Posted on • Originally published at neptune.ai

Document Classification: 7 pragmatic approaches for small datasets

This article was originally posted by Shahul ES on neptune.ml/blog where you can find more in-depth articles for machine learning practitioners.


Document or text classification is one of the predominant tasks in Natural language processing. It has many applications including news type classification, spam filtering, toxic comment identification, etc.

In big organizations the datasets are large and training deep learning text classification models from scratch is a feasible solution but for the majority of real-life problems your dataset is small and if you want to build your machine learning model you need to be smart.

In this article, I will talk about pragmatic approaches towards text representation which make document classification on small datasets doable.

Text Classification 101

The text classification workflow begins by cleaning and preparing the corpus out of the dataset.

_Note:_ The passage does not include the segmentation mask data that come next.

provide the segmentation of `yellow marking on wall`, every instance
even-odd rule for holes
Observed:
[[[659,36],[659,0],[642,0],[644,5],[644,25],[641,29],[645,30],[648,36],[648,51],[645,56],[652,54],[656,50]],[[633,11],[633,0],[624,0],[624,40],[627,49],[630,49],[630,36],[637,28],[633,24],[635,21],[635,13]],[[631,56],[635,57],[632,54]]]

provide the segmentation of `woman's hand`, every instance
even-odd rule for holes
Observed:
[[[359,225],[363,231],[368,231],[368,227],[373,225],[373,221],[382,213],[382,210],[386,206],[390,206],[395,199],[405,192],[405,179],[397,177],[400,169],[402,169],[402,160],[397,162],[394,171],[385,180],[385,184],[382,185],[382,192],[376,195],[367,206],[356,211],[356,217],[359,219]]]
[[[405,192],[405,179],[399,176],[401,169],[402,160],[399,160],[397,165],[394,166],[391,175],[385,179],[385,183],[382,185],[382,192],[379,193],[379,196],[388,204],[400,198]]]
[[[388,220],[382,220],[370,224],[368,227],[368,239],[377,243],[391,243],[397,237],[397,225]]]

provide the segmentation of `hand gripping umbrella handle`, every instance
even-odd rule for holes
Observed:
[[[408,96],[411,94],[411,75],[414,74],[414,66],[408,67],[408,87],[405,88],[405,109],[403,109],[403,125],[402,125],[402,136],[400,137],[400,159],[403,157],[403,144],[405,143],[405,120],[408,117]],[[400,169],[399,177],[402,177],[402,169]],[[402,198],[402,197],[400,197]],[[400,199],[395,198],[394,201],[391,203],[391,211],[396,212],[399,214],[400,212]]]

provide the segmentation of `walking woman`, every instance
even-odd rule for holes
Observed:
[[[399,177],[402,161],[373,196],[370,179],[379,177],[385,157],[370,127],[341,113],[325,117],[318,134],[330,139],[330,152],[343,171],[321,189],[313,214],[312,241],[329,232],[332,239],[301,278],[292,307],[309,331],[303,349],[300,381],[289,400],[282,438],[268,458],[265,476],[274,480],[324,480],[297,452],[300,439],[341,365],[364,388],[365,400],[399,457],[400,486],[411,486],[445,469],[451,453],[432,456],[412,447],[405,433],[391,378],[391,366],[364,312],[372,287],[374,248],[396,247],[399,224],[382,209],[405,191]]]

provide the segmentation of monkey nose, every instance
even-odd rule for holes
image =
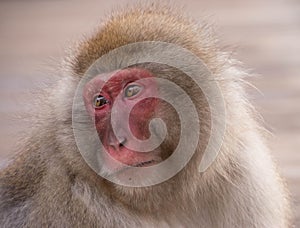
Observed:
[[[120,137],[119,139],[114,138],[110,140],[109,146],[111,146],[115,150],[119,150],[120,148],[125,146],[126,142],[127,142],[126,137]]]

Then this corpus is represented by any of the different text representation methods which are then followed by modeling.

image

In this article, we will focus on the “Text Representation” step of this pipeline.

Example text classification dataset

We will use the data from Real or Not? NLP with disaster tweets kaggle competition. Here, the task is to predict which tweets are about real disasters and which ones are not.

If you want to follow the article step-by-step you may want to install all the libraries that I used for the analysis.

Let’s take a look at our data,

import pandas as pd

tweet= pd.read_csv('../input/nlp-getting-started/train.csv')
test=pd.read_csv('../input/nlp-getting-started/test.csv')

tweet.head(3)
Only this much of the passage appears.